Most Smartphones Will Be Mid-Price
Data from “The Smartphone Opportunity” indicates the majority of smartphones sold worldwide in 2016 will cost $151-$399, with the smallest share costing $400 and up. Although Juniper expects less expensive smartphones to exponentially grow in popularity, the white paper advises extremely few will cost anywhere near as low as the “ultra-low-cost handset” category of $26 or less.
3 Major Tech Trends on Horizon
Juniper expects three major developing technology trends to have a significant impact on the evolution of smartphones in the next five years: Near Field Communication (NFC), 3-D, and biometrics. Following are brief synopses of each technology trend.
NFC Simplifies Smartphone Interaction
NFC enables simplified transactions, data exchange and connections with a touch. Smartphones enabled with NFC chips are expected to become “digital wallet” payment devices and/or keys, which should be additional selling points for the technology.
3-D Adds New Dimension
While 3-D-enabled smartphones are already starting to launch in a number of markets, Juniper predicts an increasing number of vendors will seek to add 3-D capabilities to help their products stand out in a crowded market. However, Juniper cautions several factors, including widespread embrace of other 3-D devices to create a general 3-D consumer culture, as well as adoption of 3-D technology by mobile game developers, will have a major impact on the development of 3-D smartphones.
Biometrics are methods for recognizing specific individuals based on one or more physical/behavioral traits. A key usage of biometrics for smartphones will likely be access control. Some smartphones with biometric security features based on attributes such as owner fingerprint have already been released, and Juniper says biometrics could also be integrated into mobile financial applications for heightened security.

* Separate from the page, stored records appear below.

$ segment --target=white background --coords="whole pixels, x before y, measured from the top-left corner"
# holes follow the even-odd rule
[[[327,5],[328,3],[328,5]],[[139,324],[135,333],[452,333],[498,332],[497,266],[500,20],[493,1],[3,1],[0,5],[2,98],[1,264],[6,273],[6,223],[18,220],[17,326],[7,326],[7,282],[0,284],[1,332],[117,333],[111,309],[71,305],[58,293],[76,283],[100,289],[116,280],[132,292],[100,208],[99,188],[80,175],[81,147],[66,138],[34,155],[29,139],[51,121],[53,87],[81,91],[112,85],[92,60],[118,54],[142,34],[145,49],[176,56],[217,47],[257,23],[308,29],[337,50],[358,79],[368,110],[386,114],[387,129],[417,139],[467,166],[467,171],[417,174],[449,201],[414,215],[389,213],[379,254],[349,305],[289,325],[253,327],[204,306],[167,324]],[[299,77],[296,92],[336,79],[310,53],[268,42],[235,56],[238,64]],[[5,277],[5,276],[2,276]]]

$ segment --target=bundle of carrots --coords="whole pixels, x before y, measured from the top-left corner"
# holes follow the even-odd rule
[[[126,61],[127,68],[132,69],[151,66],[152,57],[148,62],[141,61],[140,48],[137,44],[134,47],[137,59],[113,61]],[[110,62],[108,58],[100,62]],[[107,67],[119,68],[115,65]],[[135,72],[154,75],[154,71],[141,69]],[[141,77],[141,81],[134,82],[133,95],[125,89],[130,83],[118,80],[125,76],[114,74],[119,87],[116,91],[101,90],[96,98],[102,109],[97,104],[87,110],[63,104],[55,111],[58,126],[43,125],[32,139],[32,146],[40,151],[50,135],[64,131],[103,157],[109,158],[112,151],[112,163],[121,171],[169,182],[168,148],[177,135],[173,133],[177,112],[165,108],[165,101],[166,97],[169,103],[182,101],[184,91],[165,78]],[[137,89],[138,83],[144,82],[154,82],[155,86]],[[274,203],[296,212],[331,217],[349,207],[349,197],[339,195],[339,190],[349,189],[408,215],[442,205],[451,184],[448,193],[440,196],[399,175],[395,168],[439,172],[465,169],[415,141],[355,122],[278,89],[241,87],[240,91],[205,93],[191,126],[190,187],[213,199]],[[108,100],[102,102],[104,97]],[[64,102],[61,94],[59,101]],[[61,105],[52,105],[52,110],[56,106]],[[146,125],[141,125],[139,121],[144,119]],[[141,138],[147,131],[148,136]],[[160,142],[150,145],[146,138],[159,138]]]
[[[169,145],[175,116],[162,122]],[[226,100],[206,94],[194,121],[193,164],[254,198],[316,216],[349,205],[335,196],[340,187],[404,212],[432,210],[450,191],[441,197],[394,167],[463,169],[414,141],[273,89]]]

Pew: Smartphone Penetration High among Young US Adults
Smartphone penetration has reached more than half (52%) of 18-to-29-year-old US adults, according to a July 2011 study from the Pew Research Center Internet & American Life Project. The study also reveals that 45% of 30-to-49-year-olds own smartphones, and this figure then drops by almost 50% to 24% among 50-to-64-year-olds. Overall, 35% of US adults own smartphones.